We can now run the WordCount demo application to process the input data:

> bin/kafka-run-class.sh org.apache.kafka.streams.examples.wordcount.WordCountDemo

The demo application will read from the input topic streams-file-input, perform the computations of the WordCount algorithm on each of the read messages, and continuously write its current results to the output topic streams-wordcount-output. Hence there won't be any STDOUT output except log entries as the results are written back into in Kafka. The demo will run for a few seconds and then, unlike typical stream processing applications, terminate automatically.

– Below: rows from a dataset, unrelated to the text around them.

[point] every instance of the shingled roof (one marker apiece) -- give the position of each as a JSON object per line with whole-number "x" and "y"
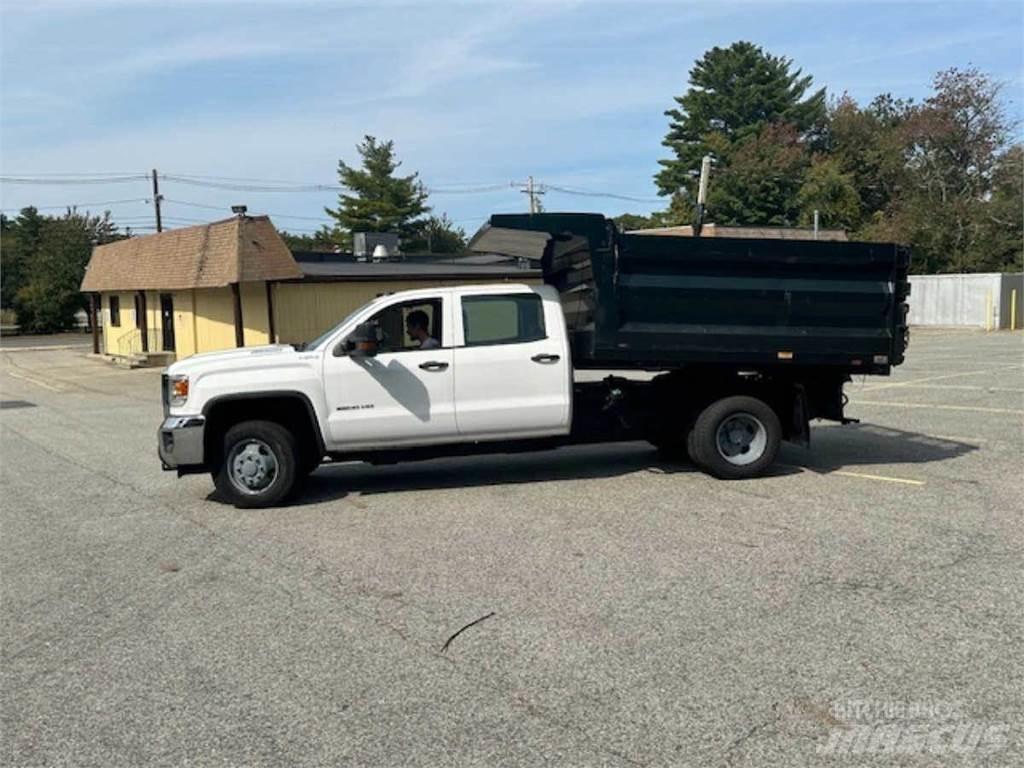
{"x": 242, "y": 249}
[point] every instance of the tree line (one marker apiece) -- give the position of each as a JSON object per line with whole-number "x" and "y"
{"x": 943, "y": 176}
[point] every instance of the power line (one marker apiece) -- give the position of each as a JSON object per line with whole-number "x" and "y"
{"x": 82, "y": 205}
{"x": 67, "y": 180}
{"x": 590, "y": 194}
{"x": 221, "y": 208}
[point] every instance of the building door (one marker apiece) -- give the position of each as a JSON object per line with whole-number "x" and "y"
{"x": 167, "y": 321}
{"x": 140, "y": 320}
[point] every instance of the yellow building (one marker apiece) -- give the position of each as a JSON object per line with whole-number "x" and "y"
{"x": 235, "y": 283}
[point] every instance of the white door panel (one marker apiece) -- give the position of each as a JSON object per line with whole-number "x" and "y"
{"x": 501, "y": 390}
{"x": 505, "y": 387}
{"x": 402, "y": 395}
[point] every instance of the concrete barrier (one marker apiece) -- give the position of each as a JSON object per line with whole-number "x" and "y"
{"x": 989, "y": 300}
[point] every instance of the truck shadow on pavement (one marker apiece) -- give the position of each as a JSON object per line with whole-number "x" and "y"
{"x": 835, "y": 448}
{"x": 574, "y": 463}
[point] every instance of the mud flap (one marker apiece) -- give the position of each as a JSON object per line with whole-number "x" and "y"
{"x": 800, "y": 426}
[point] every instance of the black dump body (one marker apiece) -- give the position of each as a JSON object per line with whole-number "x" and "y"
{"x": 662, "y": 302}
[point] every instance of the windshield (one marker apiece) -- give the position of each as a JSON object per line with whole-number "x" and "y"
{"x": 322, "y": 339}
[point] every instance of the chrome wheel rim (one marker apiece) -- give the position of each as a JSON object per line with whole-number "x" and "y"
{"x": 252, "y": 466}
{"x": 741, "y": 438}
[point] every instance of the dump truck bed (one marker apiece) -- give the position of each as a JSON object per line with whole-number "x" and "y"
{"x": 657, "y": 302}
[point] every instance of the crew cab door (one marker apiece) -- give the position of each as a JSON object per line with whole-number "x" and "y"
{"x": 513, "y": 372}
{"x": 403, "y": 394}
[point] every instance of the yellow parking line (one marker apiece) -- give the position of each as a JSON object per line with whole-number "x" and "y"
{"x": 956, "y": 437}
{"x": 970, "y": 387}
{"x": 976, "y": 409}
{"x": 862, "y": 475}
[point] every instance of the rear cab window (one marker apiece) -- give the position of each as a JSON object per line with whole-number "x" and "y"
{"x": 502, "y": 318}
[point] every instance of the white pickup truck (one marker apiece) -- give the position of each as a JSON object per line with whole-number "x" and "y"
{"x": 494, "y": 373}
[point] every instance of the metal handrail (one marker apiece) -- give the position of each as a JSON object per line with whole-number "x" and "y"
{"x": 130, "y": 343}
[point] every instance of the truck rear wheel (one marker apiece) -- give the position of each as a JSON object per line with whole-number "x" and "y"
{"x": 735, "y": 437}
{"x": 259, "y": 465}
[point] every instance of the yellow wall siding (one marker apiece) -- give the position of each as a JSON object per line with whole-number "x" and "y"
{"x": 255, "y": 321}
{"x": 303, "y": 310}
{"x": 214, "y": 313}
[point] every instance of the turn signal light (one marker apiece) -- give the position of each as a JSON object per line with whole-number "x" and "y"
{"x": 179, "y": 389}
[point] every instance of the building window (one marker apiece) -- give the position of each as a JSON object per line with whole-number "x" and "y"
{"x": 512, "y": 318}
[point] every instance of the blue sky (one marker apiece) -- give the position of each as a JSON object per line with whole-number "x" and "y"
{"x": 473, "y": 93}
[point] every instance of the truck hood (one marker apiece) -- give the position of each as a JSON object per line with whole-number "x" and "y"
{"x": 233, "y": 358}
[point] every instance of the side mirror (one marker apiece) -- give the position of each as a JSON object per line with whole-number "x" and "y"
{"x": 363, "y": 342}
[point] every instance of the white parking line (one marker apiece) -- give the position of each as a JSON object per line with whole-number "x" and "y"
{"x": 912, "y": 382}
{"x": 976, "y": 409}
{"x": 37, "y": 382}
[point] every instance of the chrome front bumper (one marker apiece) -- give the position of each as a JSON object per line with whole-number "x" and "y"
{"x": 179, "y": 441}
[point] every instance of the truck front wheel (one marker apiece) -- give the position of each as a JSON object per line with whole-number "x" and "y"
{"x": 259, "y": 465}
{"x": 735, "y": 437}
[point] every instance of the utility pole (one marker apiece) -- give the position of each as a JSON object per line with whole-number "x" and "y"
{"x": 701, "y": 195}
{"x": 157, "y": 197}
{"x": 534, "y": 193}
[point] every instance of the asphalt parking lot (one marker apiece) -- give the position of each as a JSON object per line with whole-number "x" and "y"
{"x": 643, "y": 613}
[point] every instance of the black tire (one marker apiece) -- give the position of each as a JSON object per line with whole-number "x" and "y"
{"x": 675, "y": 448}
{"x": 260, "y": 444}
{"x": 745, "y": 449}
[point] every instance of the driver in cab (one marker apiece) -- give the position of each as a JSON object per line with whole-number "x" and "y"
{"x": 418, "y": 328}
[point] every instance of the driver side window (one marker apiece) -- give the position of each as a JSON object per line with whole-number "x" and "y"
{"x": 406, "y": 327}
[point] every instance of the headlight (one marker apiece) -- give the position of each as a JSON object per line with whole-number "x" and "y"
{"x": 178, "y": 389}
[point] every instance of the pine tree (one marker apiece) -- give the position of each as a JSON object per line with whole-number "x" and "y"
{"x": 734, "y": 93}
{"x": 376, "y": 200}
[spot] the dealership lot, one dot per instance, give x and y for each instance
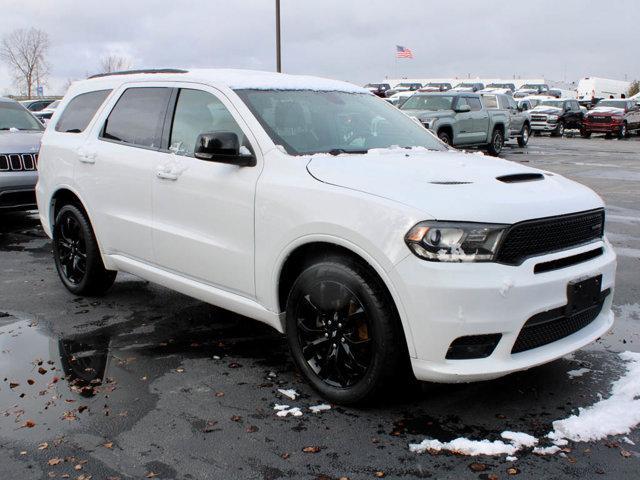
(145, 382)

We can now inspect the output of the WordCount demo application by reading from its output topic:

> bin/kafka-console-consumer.sh --bootstrap-server localhost:9092 \
--topic streams-wordcount-output \
--from-beginning \
--formatter kafka.tools.DefaultMessageFormatter \
--property print.key=true \
--property print.value=true \
--property key.deserializer=org.apache.kafka.common.serialization.StringDeserializer \
--property value.deserializer=org.apache.kafka.common.serialization.LongDeserializer

with the following output data being printed to the console:

all     1
lead    1
to      1
hello   1
streams 2
join    1
kafka   3
summit  1

Here, the first column is the Kafka message key in java.lang.String format, and the second column is the message value in java.lang.Long format. Note that the output is actually a continuous stream of updates, where each data record (i.e. each line in the original output above) is an updated count of a single word, aka record key such as "kafka". For multiple records with the same key, each later record is an update of the previous one.

The two diagrams below illustrate what is essentially happening behind the scenes. The first column shows the evolution of the current state of the KTable<String, Long> that is counting word occurrences for count. The second column shows the change records that result from state updates to the KTable and that are being sent to the output Kafka topic streams-wordcount-output.

 

First the text line “all streams lead to kafka” is being processed. The KTable is being built up as each new word results in a new table entry (highlighted with a green background), and a corresponding change record is sent to the downstream KStream.

When the second text line “hello kafka streams” is processed, we observe, for the first time, that existing entries in the KTable are being updated (here: for the words “kafka” and for “streams”). And again, change records are being sent to the output topic.

And so on (we skip the illustration of how the third line is being processed). This explains why the output topic has the contents we showed above, because it contains the full record of changes.

Looking beyond the scope of this concrete example, what Kafka Streams is doing here is to leverage the duality between a table and a changelog stream (here: table = the KTable, changelog stream = the downstream KStream): you can publish every change of the table to a stream, and if you consume the entire changelog stream from beginning to end, you can reconstruct the contents of the table.

Now you can write more input messages to the streams-file-input topic and observe additional messages added to streams-wordcount-output topic, reflecting updated word counts (e.g., using the console producer and the console consumer, as described above).

You can stop the console consumer via Ctrl-C.